TaN: The Key or Secret to Happiness is expressed in many ways but they all have the same theme or idea: Knowing what is True Happiness.  Some of the more familiar adages or sayings are: (1) Happiness is wanting what you have, not having what you want; (2) If you want happiness for an hour, take a napIf you want happiness for a day, go fishingIf you want happiness for a year, inherit a fortuneIf you want happiness for a lifetime, help somebody – Chinese proverb; (3) Happiness is a choice – you will be happy if you want to be happy; and the list goes on and on.

Many people confuse happiness with what they have been told to want – like worldly possessions, wealth, fame, power, and all the other fleeting and transient things in this temporal world that can be taken away or lost.  True happiness is that which no one or nothing can deprive you of; it is a choice; we choose to be happy, ergo we will be happy.

It is like in the story of the old lady who was finally admitted to an old-age home after a long wait and was given the worst room.  As the previous room occupant had passed on, the room was being readied by a nurse.  She noticed that the room is small and the last room in a long dimly-lit corridor.  It has only 1 small window that opens to a blank wall.  When the new occupant arrived, the nurse picks up her luggage and leads the way.  Along the way, the old lady keeps talking about how nice the room will be but, knowing the true state of the room, the nurse tries to tactfully tone down the enthusiasm and optimism.

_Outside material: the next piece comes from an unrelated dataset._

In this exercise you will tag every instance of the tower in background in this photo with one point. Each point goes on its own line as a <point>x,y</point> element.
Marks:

Finally, when they get to the room and opens the door, revealing the gloomy interior, the old lady exclaimed “Oh, what a wonderful and nice room.”  The surprised nurse asked, “Now that you have seen how the room truly looks like – cramp and gloomy with a tiny window that opens to nothing – how can you still be so cheerful and happy?”  The old lady replied, “I am happy because it is my choice.  My happiness is not dependent on how it looks nor how far it is.  I choose to be happy therefore I am happy.”

And there lies the secret or key to true and lasting happiness.  We can be happy wherever we are.  Our surroundings nor our possessions do not determine nor dictate our happiness.  If they do, we will always be disappointed because they are temporary and will not last.  They can be lost.  But, if we choose to be happy, we will always be happy.  It is a choice.  It is our choice.